How gVIM can handle UTF like notepad

195 views
Skip to first unread message

Erhy

unread,
Oct 10, 2016, 11:33:26 AM10/10/16
to vim_use
Hello,
for administer Windows I would like to use gVIM.
But there are some UTF encoded files.
Opening such files gVim decoded them and save the without BOMB.
Are there setting to have the same behavior as Windows notepad?
Thank you for tips
Erhy

Ben Fritz

unread,
Oct 10, 2016, 11:42:38 AM10/10/16
to vim_use

I guess, you're asking how to save the file with a BOM? For that, ":set bomb" before saving will do the trick.

To detect this automatically, be sure that you have "set encoding=utf-8", "setglobal bomb", and "set fileencodings=ucs-bomb,utf-8,latin1" or similar in your .vimrc.

http://vim.wikia.com/wiki/Working_with_Unicode

Erhy

unread,
Oct 11, 2016, 3:54:47 AM10/11/16
to vim_use
I'm confused about the message
converted,
if I open a file

Erhy

Gabriele

unread,
Oct 11, 2016, 6:17:33 AM10/11/16
to vim...@googlegroups.com
On 10/10/2016 17.42, Ben Fritz wrote:
> To detect this automatically, be sure that you have "set
> encoding=utf-8", "setglobal bomb", and "set
> fileencodings=ucs-bomb,utf-8,latin1" or similar in your .vimrc.
> http://vim.wikia.com/wiki/Working_with_Unicode

Can you tell me if you intentionally used "setglobal" for "bomb", or you
just copied what's in that wiki?
On my system the global bomb setting is not used if I don't also add
"setlocal bomb<" or "set bomb<".

It is likely that on that wiki "setglobal" was used just by chance,
because that's what was used for fileencoding, see
http://vim.wikia.com/wiki/Working_with_Unicode?diff=29876&oldid=29794 .

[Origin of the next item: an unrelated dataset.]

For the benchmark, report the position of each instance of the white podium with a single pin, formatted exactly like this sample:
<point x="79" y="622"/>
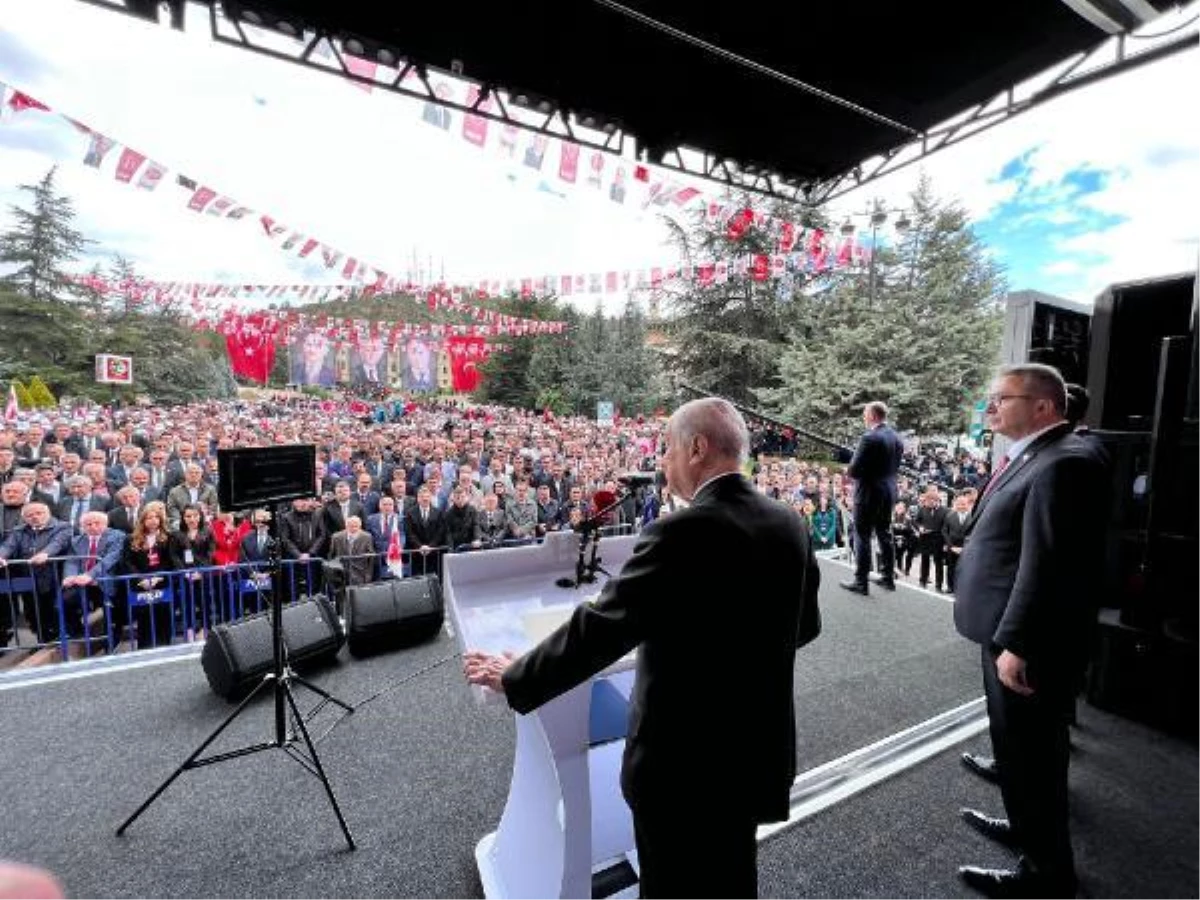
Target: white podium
<point x="564" y="816"/>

Also it shouldn't be necessary to set "fileencodings", when encoding is
set to utf-8 it gets set by default to a good
"ucs-bom,utf-8,default,latin1".

Gabriele

Message has been deleted
Message has been deleted

Erhy

unread,
Oct 11, 2016, 10:14:29 AM10/11/16
to vim_use, gb...@tiscali.it
now I inserted the lines below in my _vimrc.
it works well, although the message
converted
appears.
I detected, that VIM allways append a
0D 0A
at the end, if there wasn't such,
solved with
set nofixendofline

Erhy

if has("multi_byte")
echomsg "has MULTIBYTE"
if &termencoding == ""
let &termencoding = &encoding
endif
setglobal encoding=utf-8
set encoding<
setglobal fileencoding=utf-8
set fileencoding<
setglobal bomb
set bomb<
setglobal fileencodings=ucs-bom,utf-8,latin1
set fileencodings<
endif

Gabriele Fava

unread,
Oct 11, 2016, 10:31:46 AM10/11/16
to vim...@googlegroups.com
You posted the same settings in the last 3 mails.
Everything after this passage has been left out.